In the passage above, we are skeptical of Beatrice’s statement because there is an understanding that Beatrice lives in an enclosed environment with her father. In such an environment, one would think that Beatrice would learn about her father’s experiments with plants since she cares for them like her children on a day to day basis. Beatrice wants to show the man she now begins to care for that she is able to think for herself yet, she has an inkling of the rumors that surround her and she understands that men in town have judged her because of the association she has with her father. One does not know for sure if the rumors are true, only Beatrice knows herself what is true and not true. Beatrice’s statement sounds flirtatious but cautious. I believe that she is afraid that she might scare Giovanni away if he suspects that she is much smarter then lead to believe. Beatrice wants to find love and if it means she has to mask her intelligence in order to keep love then she will sacrifice her morals to do so in order to get what she wants.

            So what does Beatrice truly desire in life? After analyzing her character we have an understanding that Beatrice is looking for love. She has been in an enclosed environment with her father for so long that she yearns for the love of a man in order to fulfill her own womanly needs. Unfortunately, it seems that her father has other plans for his daughter. Rappaccini loves his daughter so much that he is willing to sacrafice her life by poisoning her. He wanted to make her special in his world, Beatrice would be his greatest achievement. I don’t think Rappaccini expected his daughter to take the antidote and sacrifice herself for another man. But Beatrice wanted to make a point to her father and to Giovanni. To her father, Beatrice wanted to show him that she can sacrafice her love for a man and that she was ready to move on and ahead in life. She was tired of being of being alone, enclosed, and secluded from everyone else, and most of all she was tired of her father and his teachings.

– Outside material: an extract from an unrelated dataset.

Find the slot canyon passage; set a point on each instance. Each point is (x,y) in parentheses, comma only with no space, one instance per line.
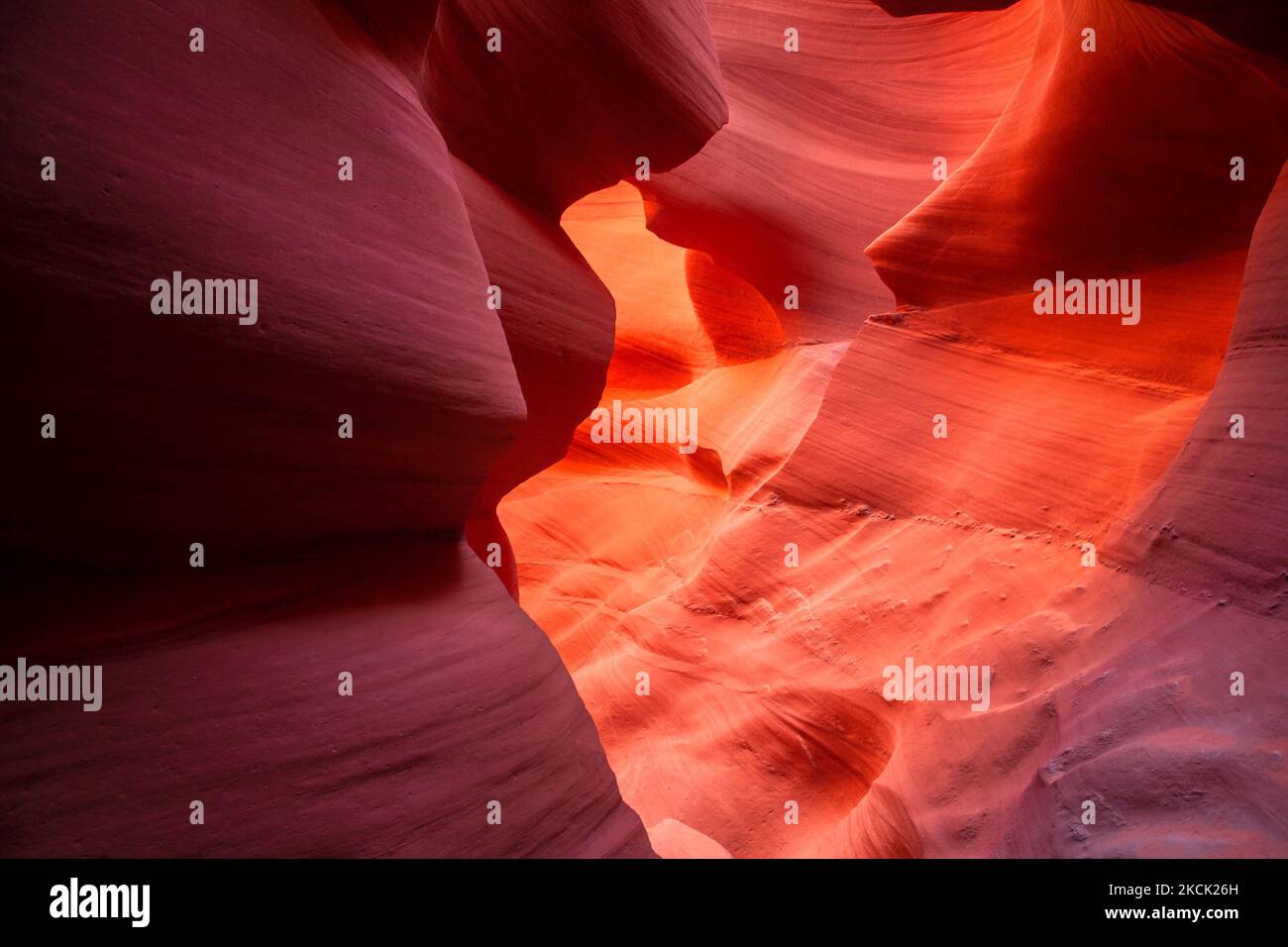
(815,227)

            As for Giovanni, she wanted to show him that beauty is skin deep and that she was more than just a beautiful woman. Beatrice wanted Giovanni to now her inner beauty, her strengths and weaknesses, she wanted him to understand the knowledge she possesses but unfortunately, he was too blind to see. Instead, he blames her for his misfortunes and let her take her own life, more or less; he can be considered a coward for such a deed. But, in turn, it puts Beatrice in a different light; she can now be seen as a tragic hero who has suffered at the hands of two dominant male characters. She sacrificed her life to be free of her father and she tried to teach Giovanni a lesson. In essence, Beatrice had a meaningful death if her father and Giovanni understood, like Baglioni did, that Beatrice took her own life in order to bring them to a higher plane of existence.

Works Cited


Baym, Nina. "Thwarted Nature: Nathaniel Hawthorne as Feminist." In Fritz Fleischmann, ed., American

Novelists Revisited: Essays in Feminist Criticism. Boston: G.K. Hall, 1982. 110-111.

Hawthorne, Nathaniel. Rappaccini’s Daughter. Photcopy handout. (16-20)

Mailloux, Steven. Interpretive Conventions: The Reader In The Study Of American Fiction.

Cornell University Press, 1982. 48-49.

Millington, Richard. “The Meaning of Hawthorne’s Women.”  Online posting.